I get it when I call this recursive function

function fill(x_y) {
    var locColor = getPx(x_y[0], x_y[1]);
    if (locColor != pref.color) {
        setPx(x_y[0], x_y[1], pref.color);
        if (getPx(x_y[0] - 1, x_y[1]) == locColor) {
            fill([x_y[0] - 1, x_y[1]]);
        }
        if (getPx(x_y[0], x_y[1] - 1) == locColor) {
            fill([x_y[0], x_y[1] - 1]);
        }
        if (getPx(x_y[0] + 1, x_y[1]) == locColor) {
            fill([x_y[0] + 1, x_y[1]]);
        }
        if (getPx(x_y[0], x_y[1] + 1) == locColor) {
            fill([x_y[0], x_y[1] + 1]);
        }
    }
}

It's for a canvas application.

x_y is simply x and y coordinates where fill was called.

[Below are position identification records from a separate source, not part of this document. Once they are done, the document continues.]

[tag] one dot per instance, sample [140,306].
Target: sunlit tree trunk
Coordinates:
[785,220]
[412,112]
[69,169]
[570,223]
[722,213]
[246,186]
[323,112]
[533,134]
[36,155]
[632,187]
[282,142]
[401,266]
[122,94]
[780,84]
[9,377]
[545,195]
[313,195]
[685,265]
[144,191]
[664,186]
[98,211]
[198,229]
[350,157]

setPx prints a rectangle on the canvas given coordinates.

getPx gets the color of a rectangle of the canvas given it's coordinates

pref.color is the color that the user has selected for setPx

Can this function be done without recursion?

Answer 1

This fills in order:

• left,
• top,
• right,
• bottom

(unless I got the coordinates system wrong).

You can do a solution without recursion by using a list of x_y to process; and instead of using the stack for recursion, you use the list for storing the parameters for your next calls.

function fill(x_y) {
    var todo = [x_y];
    var iniColor = getPx(x_y[0], x_y[1]);
    while (todo.length) {
        var curr = todo[0];
        var locColor = getPx(curr[0], curr[1]);
        todo = todo.slice(1);
        if (locColor != iniColor) { continue; }
        if (locColor == pref.color) { continue; }
        setPx(curr[0], curr[1], pref.color);

        todo.push([curr[0]-1,curr[1]  ]);
        todo.push([curr[0],  curr[1]-1]);
        todo.push([curr[0]+1,curr[1]  ]);
        todo.push([curr[0],  curr[1]+1]);
    }
}

UPDATE: 2015-03-01

From the comments, this is not as good as the algorithm in the question because of the number of iterations. In this block, I didn't check the condition early, which means they are added to the todo list even though they may not be good candidates. And when the point is processed later, the condition is checked.

        todo.push([curr[0]-1,curr[1]  ]);
        todo.push([curr[0],  curr[1]-1]);
        todo.push([curr[0]+1,curr[1]  ]);
        todo.push([curr[0],  curr[1]+1]);

Solution: check early as in the question; before calling push.